On one hand, exposure to women and African Americans as heads of state, lawyers, or scientists could increase people’s perceptions that their occupancy of these roles is commonplace and, therefore, could also increase their acceptance of individuals holding these positions in the real world. On the other hand, individuals might use the situations and events that occur frequently on television as standards of comparison in evaluating their own life circumstances and may be motivated to engage in behavior that attains these standards.

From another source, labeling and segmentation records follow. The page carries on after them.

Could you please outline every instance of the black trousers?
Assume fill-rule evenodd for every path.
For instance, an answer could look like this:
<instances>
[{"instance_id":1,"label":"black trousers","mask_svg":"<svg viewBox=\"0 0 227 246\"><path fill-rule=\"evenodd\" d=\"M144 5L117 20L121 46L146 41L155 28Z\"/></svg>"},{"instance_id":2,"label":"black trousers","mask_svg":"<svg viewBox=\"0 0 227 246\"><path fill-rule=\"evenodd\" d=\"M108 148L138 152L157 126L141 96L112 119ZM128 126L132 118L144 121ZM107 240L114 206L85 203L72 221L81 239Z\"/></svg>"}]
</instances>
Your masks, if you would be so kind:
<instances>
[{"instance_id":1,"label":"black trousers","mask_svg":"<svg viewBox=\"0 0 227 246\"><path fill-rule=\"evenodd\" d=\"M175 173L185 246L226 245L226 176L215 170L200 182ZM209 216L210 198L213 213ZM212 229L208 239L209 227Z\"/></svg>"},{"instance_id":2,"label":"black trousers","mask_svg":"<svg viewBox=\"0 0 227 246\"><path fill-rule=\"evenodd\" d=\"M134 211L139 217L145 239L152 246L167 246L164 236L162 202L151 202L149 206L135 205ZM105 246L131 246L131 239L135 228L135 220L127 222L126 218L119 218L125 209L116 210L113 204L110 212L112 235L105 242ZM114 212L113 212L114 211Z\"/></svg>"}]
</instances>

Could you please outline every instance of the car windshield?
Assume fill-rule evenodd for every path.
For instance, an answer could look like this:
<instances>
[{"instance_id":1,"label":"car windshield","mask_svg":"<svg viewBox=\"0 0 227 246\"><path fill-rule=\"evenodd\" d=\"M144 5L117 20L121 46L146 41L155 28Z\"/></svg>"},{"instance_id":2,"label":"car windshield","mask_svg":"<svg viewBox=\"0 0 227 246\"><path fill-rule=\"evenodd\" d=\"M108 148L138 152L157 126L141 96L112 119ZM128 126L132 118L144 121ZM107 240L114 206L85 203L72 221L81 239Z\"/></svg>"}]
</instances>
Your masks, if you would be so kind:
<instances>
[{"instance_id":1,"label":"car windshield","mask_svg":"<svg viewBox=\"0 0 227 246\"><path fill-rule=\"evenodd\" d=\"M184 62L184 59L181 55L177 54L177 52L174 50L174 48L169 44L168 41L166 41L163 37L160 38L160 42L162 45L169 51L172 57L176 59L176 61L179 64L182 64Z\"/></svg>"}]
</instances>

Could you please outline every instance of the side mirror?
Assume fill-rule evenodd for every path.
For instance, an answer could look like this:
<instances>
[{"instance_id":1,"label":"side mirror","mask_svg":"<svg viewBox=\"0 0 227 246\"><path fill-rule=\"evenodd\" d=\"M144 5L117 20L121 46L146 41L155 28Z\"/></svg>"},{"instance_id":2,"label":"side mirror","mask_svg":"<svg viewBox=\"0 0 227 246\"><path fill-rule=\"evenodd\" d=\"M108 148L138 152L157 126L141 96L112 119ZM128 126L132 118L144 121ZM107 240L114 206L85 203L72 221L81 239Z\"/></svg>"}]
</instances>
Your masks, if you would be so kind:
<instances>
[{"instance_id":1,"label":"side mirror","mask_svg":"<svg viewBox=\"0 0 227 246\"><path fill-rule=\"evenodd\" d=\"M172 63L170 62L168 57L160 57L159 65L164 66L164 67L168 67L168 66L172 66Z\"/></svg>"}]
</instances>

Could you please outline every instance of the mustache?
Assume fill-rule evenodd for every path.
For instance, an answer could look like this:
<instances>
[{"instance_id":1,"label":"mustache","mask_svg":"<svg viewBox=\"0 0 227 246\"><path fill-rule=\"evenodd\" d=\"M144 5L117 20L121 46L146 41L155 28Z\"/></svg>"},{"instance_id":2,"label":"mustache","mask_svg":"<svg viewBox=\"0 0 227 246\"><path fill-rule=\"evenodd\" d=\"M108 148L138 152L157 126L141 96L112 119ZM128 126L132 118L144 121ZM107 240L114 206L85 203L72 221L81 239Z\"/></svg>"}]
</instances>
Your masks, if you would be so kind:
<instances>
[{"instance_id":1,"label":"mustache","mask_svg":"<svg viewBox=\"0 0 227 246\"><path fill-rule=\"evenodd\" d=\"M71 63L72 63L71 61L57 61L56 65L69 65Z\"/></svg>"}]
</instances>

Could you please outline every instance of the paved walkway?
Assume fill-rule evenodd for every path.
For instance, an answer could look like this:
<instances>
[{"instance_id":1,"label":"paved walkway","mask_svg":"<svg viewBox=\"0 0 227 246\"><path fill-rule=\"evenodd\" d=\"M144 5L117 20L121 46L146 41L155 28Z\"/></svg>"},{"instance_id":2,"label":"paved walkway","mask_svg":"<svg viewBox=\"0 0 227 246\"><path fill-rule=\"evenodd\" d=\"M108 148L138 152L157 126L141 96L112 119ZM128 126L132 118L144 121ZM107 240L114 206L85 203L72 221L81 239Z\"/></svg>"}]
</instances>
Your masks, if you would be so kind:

Thus, if heavy television viewers overestimate the proportion of people with possessions that exemplify an affluent lifestyle (O’Guinn & Shrum, 1997), they may be more inclined than other individuals to evaluate their own life circumstances unfavorably in relation to this implicit standard of affluence and may try to acquire these possessions or engage in other activities that require them to live beyond their means. These influences of television could underlie the acquisition of materialistic values at a very early age.
Conclusion
Other considerations arise when the situations that occur on television are undesirable. For example, exposure to violence and aggression on television could increase people’s perceptions that this behavior is common and, perhaps, inevitable. If this is so, it could decrease their concern about the violence they encounter in the real world.